Stocks took a dip on Tuesday following some weak trade data from China. Just another day in December.
The Dow fell more than 160 points, a nearly 1% dip.
If was the sixth straight day where the Dow had a triple-digit point move. That’s every day in December.
So much for a Santa Claus rally? This is more like a Festivus sell-off.
What’s going on? Stocks surged in October and then were relatively calm in November. Many expected December to be solid. It usually is: Hence the Kris Kringle references.
But volatility has returned with a vengeance. To quote John Lennon, nobody told me there’d be days like these. Strange days indeed. (35th anniversary of his death. Sigh.)
CNNMoney’s Fear & Greed Index, which measures seven indicators of investor sentiment, has even fallen back into Fear territory. It was signaling signs of Greed just a week ago.
Oil plunges and China worries return
Renewed worries about the health of the Chinese economy and the collapse in commodity prices are the main reasons behind the December dysfunction.
Oil is now trading below $37 a barrel — its lowest level since early 2009. Other commodity prices — such as copper, platinum and zinc — have plunged too.
The pain in the commodities sector just led mining giant Anglo American to announce plans to lay off 85,000 workers and sell a big chunk of its assets.
Energy stocks have been among the biggest losers this month — and they’ve dragged the whole market down a bit.
Dow components Chevron and Exxon Mobil have tumbled 6% and 8% so far in December. And they’re getting off easy compared to some other oil and mining stocks.
Freeport-McMoRan and coal miner Consol are down about 15%. Southwestern Energy and Williams Companies have plunged 25% in the past week. And Kinder Morgan has lost a third of its value since the start of the month.

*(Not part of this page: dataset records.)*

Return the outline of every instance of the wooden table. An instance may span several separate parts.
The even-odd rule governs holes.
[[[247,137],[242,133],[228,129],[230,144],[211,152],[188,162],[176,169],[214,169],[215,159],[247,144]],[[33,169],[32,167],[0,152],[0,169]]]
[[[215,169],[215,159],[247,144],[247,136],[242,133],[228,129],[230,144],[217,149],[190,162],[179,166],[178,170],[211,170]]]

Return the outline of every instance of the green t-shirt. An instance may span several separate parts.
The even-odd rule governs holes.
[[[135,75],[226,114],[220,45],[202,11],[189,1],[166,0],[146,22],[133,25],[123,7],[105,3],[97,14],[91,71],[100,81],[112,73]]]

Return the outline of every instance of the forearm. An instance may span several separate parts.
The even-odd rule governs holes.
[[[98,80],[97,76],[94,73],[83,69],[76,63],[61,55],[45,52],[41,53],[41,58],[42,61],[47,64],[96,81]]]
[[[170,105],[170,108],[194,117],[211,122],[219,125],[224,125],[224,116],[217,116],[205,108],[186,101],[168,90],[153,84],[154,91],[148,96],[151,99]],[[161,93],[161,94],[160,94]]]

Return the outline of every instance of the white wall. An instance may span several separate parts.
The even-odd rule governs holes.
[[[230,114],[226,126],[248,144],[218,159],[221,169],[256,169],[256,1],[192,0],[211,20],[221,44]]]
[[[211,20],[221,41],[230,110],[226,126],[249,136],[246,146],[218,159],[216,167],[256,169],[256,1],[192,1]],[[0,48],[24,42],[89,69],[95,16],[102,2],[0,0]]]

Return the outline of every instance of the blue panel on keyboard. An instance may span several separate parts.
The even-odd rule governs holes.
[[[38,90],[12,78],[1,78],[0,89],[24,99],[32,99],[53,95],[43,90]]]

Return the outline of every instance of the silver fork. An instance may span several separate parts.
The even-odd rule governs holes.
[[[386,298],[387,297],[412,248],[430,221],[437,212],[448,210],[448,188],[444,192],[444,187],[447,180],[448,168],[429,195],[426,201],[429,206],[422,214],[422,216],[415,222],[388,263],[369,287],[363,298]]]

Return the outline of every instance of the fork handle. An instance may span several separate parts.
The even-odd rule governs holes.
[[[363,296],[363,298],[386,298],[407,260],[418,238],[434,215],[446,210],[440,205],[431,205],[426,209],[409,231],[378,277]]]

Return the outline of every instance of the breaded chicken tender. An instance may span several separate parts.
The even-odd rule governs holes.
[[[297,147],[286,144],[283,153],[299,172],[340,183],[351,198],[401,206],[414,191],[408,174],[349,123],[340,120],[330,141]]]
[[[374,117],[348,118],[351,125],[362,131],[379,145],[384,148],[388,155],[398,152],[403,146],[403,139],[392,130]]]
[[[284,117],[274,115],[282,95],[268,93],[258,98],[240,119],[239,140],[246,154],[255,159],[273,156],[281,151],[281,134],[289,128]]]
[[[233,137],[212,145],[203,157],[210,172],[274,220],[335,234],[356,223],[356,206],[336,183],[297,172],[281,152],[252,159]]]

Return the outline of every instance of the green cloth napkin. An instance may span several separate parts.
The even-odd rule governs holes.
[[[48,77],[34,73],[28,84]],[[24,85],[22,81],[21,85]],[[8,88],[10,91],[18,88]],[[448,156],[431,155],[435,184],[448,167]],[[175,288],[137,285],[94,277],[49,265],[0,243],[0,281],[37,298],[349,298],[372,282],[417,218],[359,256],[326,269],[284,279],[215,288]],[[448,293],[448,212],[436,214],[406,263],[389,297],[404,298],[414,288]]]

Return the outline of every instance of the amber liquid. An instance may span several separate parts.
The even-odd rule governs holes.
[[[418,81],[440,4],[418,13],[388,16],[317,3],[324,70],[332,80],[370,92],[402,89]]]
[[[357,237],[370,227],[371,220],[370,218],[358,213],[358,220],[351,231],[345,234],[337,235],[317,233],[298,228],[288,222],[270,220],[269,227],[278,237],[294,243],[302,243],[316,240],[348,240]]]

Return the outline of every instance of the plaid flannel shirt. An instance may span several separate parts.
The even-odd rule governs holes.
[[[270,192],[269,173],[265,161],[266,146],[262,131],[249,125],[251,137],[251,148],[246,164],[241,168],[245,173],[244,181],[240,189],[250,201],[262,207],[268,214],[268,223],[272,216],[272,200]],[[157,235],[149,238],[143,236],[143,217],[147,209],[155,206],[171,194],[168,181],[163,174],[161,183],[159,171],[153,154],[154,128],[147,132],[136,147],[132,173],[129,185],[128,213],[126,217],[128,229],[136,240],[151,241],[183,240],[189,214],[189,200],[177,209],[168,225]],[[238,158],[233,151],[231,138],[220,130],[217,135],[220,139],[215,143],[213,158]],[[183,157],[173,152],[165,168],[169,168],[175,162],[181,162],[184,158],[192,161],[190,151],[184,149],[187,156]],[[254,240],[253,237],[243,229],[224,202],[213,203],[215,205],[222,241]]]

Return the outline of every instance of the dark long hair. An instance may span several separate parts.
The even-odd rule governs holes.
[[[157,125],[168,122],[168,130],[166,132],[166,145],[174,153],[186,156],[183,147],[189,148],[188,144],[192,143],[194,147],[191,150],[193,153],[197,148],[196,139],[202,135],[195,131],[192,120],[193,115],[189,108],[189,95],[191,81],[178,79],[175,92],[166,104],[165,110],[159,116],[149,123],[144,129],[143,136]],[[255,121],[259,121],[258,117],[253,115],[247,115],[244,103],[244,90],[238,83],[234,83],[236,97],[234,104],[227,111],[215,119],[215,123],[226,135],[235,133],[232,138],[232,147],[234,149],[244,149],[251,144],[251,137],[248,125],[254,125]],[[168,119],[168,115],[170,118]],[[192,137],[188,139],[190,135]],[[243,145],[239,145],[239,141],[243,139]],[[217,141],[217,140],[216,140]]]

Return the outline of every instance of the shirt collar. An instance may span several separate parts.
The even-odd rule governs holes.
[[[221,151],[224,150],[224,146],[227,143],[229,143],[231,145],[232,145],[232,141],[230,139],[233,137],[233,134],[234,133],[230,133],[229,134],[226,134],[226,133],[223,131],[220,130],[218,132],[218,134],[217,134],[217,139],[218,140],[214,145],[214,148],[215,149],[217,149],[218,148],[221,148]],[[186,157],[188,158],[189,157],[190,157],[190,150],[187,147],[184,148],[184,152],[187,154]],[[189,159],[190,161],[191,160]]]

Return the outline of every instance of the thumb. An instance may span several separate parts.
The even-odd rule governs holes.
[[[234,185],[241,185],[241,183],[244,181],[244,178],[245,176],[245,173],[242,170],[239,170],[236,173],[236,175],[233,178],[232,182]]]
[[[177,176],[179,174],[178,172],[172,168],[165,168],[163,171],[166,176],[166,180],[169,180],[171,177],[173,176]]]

And if Chinese demand for goods weakens more dramatically than feared in the coming months, energy companies won’t be the only losers.
Apple generates a significant portion of its sales from China. So do several of its chip suppliers, such as Skyworks, Qualcomm, Avago and Qorvo.
Blue chips Starbucks, Walmart, Tiffany, Kimberly-Clark, Western Union and MasterCard all have boosted their presence in China lately as well.
How high will rates go?
Investors may also be showing some signs of unease ahead of a key Federal Reserve meeting — even though it now seems all but certain that the Fed will finally raise interest rates next week.
The Hamlet-esque to hike or not to hike debate has been a considerable source of market angst all year. But hopefully for not much longer.
Still, investors always find a new obsession. Concerns about when the Fed will raise rates have been replaced by questions about, to use a Led Zeppelin-ism, how many more times the Fed will hike in 2016.
“There has been a shift from “Will the Fed raise rates?’ to ‘When’s the next one and how big will they be?'” said Jeffrey Kleintop, chief global investment strategist with Charles Schwab.
Fed chief Janet Yellen may give some clues at her press conference next week.
But Kleintop said investors won’t be just focusing on the Fed. They’ll be paying close attention to what the European Central Bank, Bank of Japan and People’s Bank of China do over the next few months.
With all this in mind, Kleintop said stocks may wind up having a flat year in 2016. Sort of like how things are shaping up at the end of this year.
The Dow is slightly lower heading into the final weeks of 2015 while the S&P 500 is largely unchanged.
The Nasdaq is still up 7% though thanks to huge gains in Facebook, Amazon, Netflix and Alphabet (aka Google) — a fab four Wall Street traders have dubbed FANG.
Those stocks are soaring thanks to strong earnings. But not many other companies are growing as rapidly as these four.
“Earnings have been lackluster and valuations are above average,” Kleintop said. “And there are still many geopolitical questions around the world. Volatility is here to stay. Expect a lot of up and downs in 2016.”